Several studies have reported the outcomes of (first or second generation) DESs in small vessels. Most of these studies were conducted using durable-polymer DESs, and the reported MACE rates at 2 years were about 10–20% for first-generation DESs and about 10% for second-generation DESs. Although these outcomes were largely satisfactory, over a prolonged period, the remaining polymer has been shown to induce inflammation associated with excessive coronary artery contractions and the development of vasa vasorum. It has been suggested that these long-term events may be preventable using a bioresorbable-polymer DES, which eventually becomes a BMS, because inflammation due to the polymer is reduced after the polymer disappears [15, 16]. Regarding outcomes for bioresorbable-polymer DESs, Wöhrle et al. have reported the results of vessels ≤ 2.5 mm in diameter as a subgroup analysis of the CENTURY II trial. These comprised an RCT of bioresorbable-polymer DES (Ultimaster) and durable-polymer DES (Xience) [13]. They found that the 12-month TLF was similar between the bioresorbable-polymer DES (6.9%) and durable-polymer DES (7.7%).

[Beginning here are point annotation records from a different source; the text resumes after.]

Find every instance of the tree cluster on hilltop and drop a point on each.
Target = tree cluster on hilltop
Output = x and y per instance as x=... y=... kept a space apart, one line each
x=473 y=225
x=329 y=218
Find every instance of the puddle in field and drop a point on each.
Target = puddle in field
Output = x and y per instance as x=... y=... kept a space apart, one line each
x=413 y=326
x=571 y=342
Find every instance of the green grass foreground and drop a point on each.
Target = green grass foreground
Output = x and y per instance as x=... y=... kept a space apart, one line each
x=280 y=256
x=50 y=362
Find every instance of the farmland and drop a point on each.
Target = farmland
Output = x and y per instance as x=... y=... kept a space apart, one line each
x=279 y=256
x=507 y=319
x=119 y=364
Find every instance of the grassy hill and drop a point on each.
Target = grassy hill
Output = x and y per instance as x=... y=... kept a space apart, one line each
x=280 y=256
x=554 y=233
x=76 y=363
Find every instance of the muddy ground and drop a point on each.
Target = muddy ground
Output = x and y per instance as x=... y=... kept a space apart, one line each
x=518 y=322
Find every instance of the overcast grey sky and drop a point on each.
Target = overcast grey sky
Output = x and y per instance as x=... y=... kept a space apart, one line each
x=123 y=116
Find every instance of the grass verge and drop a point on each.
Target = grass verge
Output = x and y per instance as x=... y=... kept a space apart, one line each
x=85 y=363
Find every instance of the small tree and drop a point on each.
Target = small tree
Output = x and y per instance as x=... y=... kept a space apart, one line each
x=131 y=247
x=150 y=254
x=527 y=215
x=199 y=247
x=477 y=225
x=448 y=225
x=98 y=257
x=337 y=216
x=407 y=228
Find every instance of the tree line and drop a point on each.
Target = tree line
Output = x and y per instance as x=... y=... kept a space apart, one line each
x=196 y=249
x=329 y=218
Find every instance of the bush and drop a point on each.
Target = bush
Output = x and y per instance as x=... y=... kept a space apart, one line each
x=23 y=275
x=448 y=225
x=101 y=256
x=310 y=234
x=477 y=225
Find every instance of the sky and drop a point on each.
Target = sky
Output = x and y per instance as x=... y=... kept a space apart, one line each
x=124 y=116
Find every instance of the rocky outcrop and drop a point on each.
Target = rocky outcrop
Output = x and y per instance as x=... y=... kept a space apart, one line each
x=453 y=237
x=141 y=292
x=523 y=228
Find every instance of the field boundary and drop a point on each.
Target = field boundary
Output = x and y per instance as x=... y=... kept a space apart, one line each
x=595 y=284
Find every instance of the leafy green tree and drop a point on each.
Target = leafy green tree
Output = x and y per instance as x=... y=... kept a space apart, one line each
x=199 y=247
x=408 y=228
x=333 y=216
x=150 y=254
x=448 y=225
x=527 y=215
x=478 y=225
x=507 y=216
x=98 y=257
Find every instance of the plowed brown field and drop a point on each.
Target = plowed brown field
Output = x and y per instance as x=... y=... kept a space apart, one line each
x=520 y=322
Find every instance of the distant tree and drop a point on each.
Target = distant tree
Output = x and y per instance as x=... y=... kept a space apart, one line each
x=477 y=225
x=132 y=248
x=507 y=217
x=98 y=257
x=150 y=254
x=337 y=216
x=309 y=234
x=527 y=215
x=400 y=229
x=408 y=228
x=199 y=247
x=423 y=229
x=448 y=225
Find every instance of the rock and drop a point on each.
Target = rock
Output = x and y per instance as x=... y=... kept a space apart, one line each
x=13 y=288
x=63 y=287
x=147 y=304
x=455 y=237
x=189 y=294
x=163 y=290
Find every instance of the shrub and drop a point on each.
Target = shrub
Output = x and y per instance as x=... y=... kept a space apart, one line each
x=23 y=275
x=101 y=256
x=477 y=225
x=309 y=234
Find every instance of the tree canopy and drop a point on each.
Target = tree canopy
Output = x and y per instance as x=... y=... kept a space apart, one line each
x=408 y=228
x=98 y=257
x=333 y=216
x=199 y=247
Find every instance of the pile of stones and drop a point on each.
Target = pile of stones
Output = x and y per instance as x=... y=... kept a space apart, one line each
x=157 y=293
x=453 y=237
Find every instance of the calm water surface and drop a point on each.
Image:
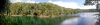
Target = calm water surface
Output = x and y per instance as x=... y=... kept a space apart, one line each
x=86 y=18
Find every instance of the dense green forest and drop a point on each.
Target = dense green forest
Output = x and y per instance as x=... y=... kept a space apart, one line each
x=43 y=13
x=42 y=9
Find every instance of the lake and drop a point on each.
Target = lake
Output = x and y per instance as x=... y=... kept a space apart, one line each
x=85 y=18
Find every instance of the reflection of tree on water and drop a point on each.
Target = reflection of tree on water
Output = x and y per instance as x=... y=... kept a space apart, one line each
x=98 y=9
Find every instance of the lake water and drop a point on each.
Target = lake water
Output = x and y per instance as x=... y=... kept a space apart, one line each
x=86 y=18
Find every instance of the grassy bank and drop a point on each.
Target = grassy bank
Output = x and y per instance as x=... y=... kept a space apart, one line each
x=32 y=20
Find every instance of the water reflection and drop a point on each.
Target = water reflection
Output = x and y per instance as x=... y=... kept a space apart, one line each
x=86 y=18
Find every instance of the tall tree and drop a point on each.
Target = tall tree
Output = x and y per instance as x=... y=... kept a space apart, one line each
x=3 y=5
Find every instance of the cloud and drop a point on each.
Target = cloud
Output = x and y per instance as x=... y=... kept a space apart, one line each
x=72 y=5
x=30 y=1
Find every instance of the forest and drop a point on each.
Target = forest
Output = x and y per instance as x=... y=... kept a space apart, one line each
x=43 y=13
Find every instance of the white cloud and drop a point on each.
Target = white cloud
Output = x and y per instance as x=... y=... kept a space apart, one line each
x=72 y=5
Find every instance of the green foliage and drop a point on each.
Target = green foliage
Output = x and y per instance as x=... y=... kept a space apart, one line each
x=30 y=20
x=42 y=9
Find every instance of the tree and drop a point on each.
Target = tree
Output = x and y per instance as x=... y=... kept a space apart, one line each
x=3 y=8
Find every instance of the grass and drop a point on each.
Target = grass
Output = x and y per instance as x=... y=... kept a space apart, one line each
x=32 y=20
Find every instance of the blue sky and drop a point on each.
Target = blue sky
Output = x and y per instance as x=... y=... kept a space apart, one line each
x=64 y=3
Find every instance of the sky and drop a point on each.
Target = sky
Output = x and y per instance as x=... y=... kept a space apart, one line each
x=64 y=3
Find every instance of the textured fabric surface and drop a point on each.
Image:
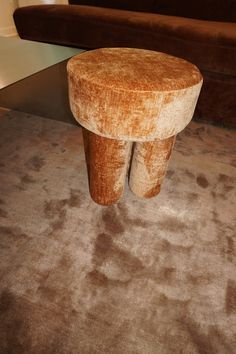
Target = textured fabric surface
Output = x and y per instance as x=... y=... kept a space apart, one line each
x=132 y=94
x=214 y=10
x=209 y=44
x=143 y=277
x=94 y=27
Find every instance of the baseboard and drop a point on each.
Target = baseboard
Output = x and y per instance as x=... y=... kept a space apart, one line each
x=9 y=31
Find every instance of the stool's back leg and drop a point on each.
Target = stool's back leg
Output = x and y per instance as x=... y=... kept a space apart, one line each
x=149 y=165
x=107 y=163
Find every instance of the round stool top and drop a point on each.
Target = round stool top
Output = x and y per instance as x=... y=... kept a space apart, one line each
x=132 y=94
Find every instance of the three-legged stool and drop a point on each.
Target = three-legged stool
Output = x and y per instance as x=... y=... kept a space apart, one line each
x=131 y=104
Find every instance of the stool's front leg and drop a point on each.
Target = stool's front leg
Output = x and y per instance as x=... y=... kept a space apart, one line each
x=107 y=163
x=149 y=165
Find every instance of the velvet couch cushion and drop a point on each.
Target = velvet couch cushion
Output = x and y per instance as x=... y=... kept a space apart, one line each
x=208 y=44
x=213 y=10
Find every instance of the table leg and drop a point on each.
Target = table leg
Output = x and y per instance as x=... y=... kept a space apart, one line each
x=149 y=165
x=107 y=163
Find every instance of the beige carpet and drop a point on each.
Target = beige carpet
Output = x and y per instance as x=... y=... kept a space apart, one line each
x=141 y=277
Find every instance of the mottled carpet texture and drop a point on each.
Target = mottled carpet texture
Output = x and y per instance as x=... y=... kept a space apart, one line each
x=140 y=277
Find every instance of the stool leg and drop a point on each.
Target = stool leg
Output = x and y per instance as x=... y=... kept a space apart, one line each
x=149 y=165
x=107 y=163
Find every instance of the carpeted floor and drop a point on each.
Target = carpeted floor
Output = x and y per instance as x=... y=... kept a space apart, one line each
x=141 y=277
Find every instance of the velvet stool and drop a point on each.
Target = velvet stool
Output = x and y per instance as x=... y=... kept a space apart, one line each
x=131 y=104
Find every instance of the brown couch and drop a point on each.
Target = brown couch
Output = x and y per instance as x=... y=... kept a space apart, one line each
x=201 y=31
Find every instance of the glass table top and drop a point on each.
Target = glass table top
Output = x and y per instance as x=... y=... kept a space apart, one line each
x=21 y=58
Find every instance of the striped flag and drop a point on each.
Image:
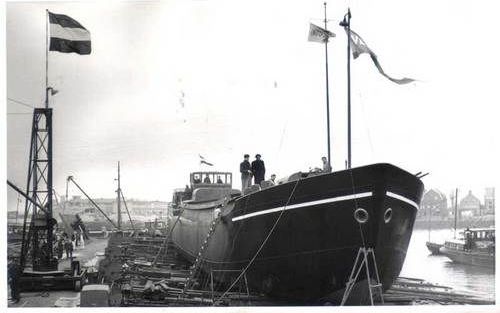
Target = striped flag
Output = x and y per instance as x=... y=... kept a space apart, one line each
x=359 y=46
x=318 y=34
x=67 y=35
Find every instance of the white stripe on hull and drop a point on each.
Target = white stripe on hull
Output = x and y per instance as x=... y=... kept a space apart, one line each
x=304 y=204
x=323 y=201
x=404 y=199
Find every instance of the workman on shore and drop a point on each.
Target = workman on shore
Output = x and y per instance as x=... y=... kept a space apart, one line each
x=13 y=272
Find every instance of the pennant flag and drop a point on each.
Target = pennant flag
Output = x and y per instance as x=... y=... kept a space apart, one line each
x=358 y=47
x=318 y=34
x=67 y=35
x=203 y=161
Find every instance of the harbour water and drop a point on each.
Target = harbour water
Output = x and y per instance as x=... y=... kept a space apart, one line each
x=439 y=269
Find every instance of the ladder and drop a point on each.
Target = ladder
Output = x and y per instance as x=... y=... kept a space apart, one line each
x=199 y=258
x=361 y=261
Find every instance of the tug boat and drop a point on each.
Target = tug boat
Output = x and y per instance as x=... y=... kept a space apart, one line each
x=476 y=247
x=297 y=239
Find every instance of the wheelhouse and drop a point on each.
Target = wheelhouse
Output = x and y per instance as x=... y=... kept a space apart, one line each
x=211 y=179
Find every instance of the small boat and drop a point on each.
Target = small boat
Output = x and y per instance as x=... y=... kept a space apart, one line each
x=433 y=247
x=476 y=247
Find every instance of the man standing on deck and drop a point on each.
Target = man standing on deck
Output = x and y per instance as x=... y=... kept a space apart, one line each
x=246 y=172
x=327 y=168
x=258 y=169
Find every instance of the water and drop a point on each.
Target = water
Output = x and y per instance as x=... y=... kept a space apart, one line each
x=439 y=269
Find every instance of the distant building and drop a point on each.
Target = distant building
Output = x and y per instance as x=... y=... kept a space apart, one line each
x=469 y=206
x=489 y=200
x=435 y=203
x=109 y=206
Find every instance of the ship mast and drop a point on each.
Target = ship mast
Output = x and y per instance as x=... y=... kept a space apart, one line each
x=456 y=207
x=346 y=23
x=118 y=202
x=327 y=92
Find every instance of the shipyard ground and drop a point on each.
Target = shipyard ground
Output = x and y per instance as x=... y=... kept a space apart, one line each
x=86 y=256
x=406 y=291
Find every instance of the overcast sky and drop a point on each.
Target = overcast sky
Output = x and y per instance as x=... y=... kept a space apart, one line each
x=169 y=80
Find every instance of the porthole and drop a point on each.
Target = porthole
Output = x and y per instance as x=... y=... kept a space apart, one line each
x=361 y=215
x=388 y=215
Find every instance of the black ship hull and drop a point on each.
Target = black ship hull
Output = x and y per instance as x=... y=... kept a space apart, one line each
x=312 y=234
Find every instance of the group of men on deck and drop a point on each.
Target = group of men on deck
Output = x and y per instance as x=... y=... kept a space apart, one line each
x=257 y=169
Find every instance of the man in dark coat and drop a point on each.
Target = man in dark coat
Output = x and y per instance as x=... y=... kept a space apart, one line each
x=246 y=172
x=258 y=169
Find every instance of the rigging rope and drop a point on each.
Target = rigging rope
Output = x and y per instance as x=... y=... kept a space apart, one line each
x=262 y=245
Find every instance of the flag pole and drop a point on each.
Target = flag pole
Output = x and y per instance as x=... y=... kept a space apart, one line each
x=346 y=23
x=327 y=91
x=46 y=58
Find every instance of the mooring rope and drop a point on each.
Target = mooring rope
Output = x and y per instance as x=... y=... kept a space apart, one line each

In the present study, although in a small sample size, the incidence of MACE during the initial 9 months was low at 2.9%, and the angiographic in-stent late lumen loss was also low (0.22 mm). This effect may be due to the polymer resorption and drug release time being both 3–4 months. As such drug can suppress inflammation potentially caused by polymer degradation, leaving only thin bare metal stent embedded into newly formed intima, as shown in serial optical frequency domain imaging [17]. However, to clarify the benefit of bioresorbable-polymer DES for the treatment of very small vessels, further examination of long-term outcomes is necessary.

Study limitations

Although strictly monitored and well controlled, CENTURY JSV is a small single-arm study. Consequently, it is difficult to make comparisons with other stents that can only be done in the randomized studies.

The reported follow-up period was relatively short not allowing to fully explore potential benefit of bioresorbable polymer; however, follow-up of the enrolled patients in this study will continue until 5-year allowing the assessment of long-term outcomes.

Lesions treated were small diameter, so ischemic symptom might be relatively weak. It may have overestimated the performance of this stent.

As this study enrolled Japanese patients only, routine procedures and medications may be different from those used in other regions.

Conclusions

From 2-year result of CENTURY JSV study, the 2.25-mm diameter Ultimaster® bioresorbable-polymer sirolimus-eluting stent was found be safe and effective for the treatment of lesions in very small coronary arteries in Japanese population.

To confirm the effectiveness of the bioresorbable polymer compared with a durable-polymer DES, it is necessary to obtain the long-term results from a randomized controlled trial.